The age of Big Data has been upon us for some time, with marketers and advertising rightly excited about the possibilities that the amalgamation of data – particularly “found data” in terms of the digital detritus almost all human beings leave behind in their daily lives – gives us.
If you’ve been in this game for some time, as I have, you may remember the thrill that accompanied econometric models in their early days. These were going to tell us the secret of how advertising worked and what made people buy our brands. The econometric models are very useful, of course, to help marketers interpret the past, but alone they cannot predict the future. And a badly conceived or interpreted model is worse that none at all.

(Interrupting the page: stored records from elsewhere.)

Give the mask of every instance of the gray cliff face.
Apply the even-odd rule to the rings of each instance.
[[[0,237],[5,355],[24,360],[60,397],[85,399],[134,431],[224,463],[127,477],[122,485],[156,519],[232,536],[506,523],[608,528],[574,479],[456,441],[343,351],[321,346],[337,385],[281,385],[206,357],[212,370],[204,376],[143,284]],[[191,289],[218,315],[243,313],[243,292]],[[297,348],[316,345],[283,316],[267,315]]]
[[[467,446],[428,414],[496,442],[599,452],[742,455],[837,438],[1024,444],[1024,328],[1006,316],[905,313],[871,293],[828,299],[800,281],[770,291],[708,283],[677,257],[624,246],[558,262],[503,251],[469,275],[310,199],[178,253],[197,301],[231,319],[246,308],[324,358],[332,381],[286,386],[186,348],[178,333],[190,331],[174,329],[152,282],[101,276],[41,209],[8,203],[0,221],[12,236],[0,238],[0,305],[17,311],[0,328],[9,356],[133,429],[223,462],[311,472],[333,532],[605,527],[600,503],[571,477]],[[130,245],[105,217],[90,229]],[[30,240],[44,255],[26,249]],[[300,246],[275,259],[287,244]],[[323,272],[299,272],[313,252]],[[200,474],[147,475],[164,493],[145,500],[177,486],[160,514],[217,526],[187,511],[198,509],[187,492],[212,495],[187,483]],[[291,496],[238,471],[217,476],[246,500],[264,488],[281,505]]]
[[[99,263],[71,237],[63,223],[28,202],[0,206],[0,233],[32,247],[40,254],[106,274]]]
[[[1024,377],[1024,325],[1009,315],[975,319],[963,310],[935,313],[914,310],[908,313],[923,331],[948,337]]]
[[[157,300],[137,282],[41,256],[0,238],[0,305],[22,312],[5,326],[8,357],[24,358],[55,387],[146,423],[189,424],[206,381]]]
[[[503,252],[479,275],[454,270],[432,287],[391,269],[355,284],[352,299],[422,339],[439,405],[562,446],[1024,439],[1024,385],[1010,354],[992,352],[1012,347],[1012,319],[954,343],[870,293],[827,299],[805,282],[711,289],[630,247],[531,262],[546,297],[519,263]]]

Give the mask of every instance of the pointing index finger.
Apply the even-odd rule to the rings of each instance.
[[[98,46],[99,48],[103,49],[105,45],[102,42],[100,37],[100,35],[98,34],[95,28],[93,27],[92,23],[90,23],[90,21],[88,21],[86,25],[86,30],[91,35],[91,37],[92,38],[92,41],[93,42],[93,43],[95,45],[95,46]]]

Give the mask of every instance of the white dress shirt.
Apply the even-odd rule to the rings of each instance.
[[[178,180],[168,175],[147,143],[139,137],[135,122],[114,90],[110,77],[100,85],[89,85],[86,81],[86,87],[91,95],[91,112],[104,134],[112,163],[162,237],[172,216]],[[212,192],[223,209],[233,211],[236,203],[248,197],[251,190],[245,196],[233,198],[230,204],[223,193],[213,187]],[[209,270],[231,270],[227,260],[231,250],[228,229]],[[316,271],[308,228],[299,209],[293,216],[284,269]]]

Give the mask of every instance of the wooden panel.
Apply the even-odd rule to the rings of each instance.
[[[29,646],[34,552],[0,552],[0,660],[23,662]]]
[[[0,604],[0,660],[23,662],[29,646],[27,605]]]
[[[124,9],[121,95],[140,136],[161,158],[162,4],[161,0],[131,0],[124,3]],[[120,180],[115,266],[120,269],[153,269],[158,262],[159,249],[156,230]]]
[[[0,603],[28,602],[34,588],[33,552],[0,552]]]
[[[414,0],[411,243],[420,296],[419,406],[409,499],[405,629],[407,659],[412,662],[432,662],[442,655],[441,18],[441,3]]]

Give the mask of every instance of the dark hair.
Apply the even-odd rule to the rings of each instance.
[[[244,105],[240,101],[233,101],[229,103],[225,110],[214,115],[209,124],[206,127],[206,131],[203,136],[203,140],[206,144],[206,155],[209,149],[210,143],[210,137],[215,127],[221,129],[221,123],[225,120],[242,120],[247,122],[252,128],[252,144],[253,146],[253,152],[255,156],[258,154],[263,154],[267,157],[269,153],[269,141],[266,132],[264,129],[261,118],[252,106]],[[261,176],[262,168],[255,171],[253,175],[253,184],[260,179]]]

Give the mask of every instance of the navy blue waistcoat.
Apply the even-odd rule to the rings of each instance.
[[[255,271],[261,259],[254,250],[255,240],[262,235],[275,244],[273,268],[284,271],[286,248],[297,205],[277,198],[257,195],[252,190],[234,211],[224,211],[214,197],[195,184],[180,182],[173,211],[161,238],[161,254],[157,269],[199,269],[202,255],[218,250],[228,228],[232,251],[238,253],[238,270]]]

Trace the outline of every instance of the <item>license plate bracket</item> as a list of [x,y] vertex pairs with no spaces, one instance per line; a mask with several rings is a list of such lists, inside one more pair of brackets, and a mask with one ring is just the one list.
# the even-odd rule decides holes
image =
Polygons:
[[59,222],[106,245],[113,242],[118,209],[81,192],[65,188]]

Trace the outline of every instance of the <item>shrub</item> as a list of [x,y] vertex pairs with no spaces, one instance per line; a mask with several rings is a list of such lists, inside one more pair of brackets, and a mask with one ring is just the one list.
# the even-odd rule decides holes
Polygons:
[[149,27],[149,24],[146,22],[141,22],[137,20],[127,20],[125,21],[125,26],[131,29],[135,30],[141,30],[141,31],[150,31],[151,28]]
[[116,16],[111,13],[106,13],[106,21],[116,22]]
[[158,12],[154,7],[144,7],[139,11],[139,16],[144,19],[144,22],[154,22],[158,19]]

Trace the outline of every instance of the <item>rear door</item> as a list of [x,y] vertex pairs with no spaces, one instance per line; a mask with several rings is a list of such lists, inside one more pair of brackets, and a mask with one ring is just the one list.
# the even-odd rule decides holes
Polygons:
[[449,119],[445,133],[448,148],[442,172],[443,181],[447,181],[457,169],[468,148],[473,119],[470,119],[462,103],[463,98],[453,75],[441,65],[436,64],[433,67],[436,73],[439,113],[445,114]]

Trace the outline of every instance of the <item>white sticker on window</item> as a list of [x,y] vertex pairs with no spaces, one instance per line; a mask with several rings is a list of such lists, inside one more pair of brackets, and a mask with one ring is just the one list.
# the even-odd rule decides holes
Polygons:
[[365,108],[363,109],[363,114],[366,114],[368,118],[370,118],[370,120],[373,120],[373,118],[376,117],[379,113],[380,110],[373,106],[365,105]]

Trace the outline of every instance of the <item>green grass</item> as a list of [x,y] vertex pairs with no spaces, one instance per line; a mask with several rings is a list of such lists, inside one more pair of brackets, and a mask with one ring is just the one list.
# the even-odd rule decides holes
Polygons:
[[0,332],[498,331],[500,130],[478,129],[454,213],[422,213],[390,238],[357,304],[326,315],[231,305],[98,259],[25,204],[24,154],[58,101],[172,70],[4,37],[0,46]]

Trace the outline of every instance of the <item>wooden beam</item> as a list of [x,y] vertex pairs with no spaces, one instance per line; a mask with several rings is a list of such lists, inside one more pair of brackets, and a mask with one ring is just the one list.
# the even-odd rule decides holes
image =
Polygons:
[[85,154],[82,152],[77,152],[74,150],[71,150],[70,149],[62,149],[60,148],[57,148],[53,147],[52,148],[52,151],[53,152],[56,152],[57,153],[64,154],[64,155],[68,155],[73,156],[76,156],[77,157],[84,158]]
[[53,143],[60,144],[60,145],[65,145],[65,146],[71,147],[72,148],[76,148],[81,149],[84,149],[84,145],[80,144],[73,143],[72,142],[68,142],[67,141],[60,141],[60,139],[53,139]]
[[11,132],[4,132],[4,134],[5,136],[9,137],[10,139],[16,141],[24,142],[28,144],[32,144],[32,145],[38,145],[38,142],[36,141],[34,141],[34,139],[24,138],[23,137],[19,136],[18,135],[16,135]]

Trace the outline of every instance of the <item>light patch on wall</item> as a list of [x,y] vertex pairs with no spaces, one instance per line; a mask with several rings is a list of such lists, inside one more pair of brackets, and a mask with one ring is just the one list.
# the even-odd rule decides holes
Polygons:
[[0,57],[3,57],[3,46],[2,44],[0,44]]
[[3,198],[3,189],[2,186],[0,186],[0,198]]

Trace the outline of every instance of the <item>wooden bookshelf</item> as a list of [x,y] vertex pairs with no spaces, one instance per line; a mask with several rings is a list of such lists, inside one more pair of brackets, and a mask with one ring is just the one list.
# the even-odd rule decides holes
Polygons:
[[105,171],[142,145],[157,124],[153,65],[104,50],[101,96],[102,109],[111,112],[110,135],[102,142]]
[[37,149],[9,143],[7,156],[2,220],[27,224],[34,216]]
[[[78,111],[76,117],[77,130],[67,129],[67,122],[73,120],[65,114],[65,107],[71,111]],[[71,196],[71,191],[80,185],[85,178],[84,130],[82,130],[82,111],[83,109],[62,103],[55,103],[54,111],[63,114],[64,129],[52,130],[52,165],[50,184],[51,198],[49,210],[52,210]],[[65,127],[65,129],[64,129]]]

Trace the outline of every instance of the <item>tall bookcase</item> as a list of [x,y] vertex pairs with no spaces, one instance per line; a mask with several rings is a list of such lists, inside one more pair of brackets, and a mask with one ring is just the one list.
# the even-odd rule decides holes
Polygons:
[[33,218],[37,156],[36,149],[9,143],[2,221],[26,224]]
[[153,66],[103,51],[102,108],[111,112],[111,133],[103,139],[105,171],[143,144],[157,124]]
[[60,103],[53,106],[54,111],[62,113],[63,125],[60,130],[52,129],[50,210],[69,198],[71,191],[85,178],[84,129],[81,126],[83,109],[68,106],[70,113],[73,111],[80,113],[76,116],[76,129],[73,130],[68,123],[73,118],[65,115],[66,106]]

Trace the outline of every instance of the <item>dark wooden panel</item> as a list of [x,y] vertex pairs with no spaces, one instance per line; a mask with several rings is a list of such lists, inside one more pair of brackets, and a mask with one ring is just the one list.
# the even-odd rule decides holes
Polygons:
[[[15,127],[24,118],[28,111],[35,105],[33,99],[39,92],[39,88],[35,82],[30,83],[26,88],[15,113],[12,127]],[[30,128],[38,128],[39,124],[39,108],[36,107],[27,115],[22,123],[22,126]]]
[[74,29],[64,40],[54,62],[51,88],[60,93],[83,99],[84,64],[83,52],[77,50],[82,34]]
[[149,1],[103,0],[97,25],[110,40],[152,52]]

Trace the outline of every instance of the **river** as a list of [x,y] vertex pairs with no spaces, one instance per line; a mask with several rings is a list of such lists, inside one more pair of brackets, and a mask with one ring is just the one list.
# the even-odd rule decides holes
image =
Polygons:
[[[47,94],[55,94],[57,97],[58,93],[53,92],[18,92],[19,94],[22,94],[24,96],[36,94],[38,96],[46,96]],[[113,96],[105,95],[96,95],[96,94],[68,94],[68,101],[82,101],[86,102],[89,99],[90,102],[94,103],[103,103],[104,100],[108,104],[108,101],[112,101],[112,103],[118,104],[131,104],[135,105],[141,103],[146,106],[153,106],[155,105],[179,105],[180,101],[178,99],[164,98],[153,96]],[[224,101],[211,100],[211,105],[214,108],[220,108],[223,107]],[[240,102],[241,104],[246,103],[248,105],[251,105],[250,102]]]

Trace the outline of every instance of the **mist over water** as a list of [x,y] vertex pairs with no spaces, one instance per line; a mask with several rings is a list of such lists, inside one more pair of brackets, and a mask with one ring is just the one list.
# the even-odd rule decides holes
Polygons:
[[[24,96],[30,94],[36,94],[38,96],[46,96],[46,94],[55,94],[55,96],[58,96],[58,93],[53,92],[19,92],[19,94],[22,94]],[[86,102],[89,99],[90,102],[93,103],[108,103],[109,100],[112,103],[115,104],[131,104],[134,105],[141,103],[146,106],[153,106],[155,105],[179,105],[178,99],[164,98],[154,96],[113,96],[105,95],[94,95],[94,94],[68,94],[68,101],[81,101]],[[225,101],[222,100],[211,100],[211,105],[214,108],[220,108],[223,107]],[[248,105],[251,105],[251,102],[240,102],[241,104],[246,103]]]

Every time such a model is presented, I find it useful for the agency to re-iterate what correlation actually is, and what it isn’t. At college, I had “correlation does not imply causation” drummed into me I don’t know how many times. It’s like this, if A and B are correlated:
A could cause B
B could cause A
A and B are the consequences of a common cause but one does not cause the other. So, sleeping in your shoes does not cause headaches, even though instances of the two events are correlated. One look at our friend above can tell you the underlying cause.
There is no connection between A and B – the correlation is coincidental.
This is just one of the factors that Tim Harford considers in an excellent FT Magazine article
http://www.ft.com/intl/cms/s/2/21a6e7d8-b479-11e3-a09a-00144feabdc0.html#axzz2xjKKidmU about Big Data and the potential pitfalls in its interpretation. We must beware that the errors we make with more manageable data sets are not simply compounded as the data set gets bigger – for example, via sample bias. And, in the end, the human factor in terms of insightful interpretation remains key. His closing sentences sum this up very nicely:
“Big data” has arrived, but big insights have not. The challenge now is to solve new problems and gain new answers – without making the same old statistical mistakes on a grander scale than ever.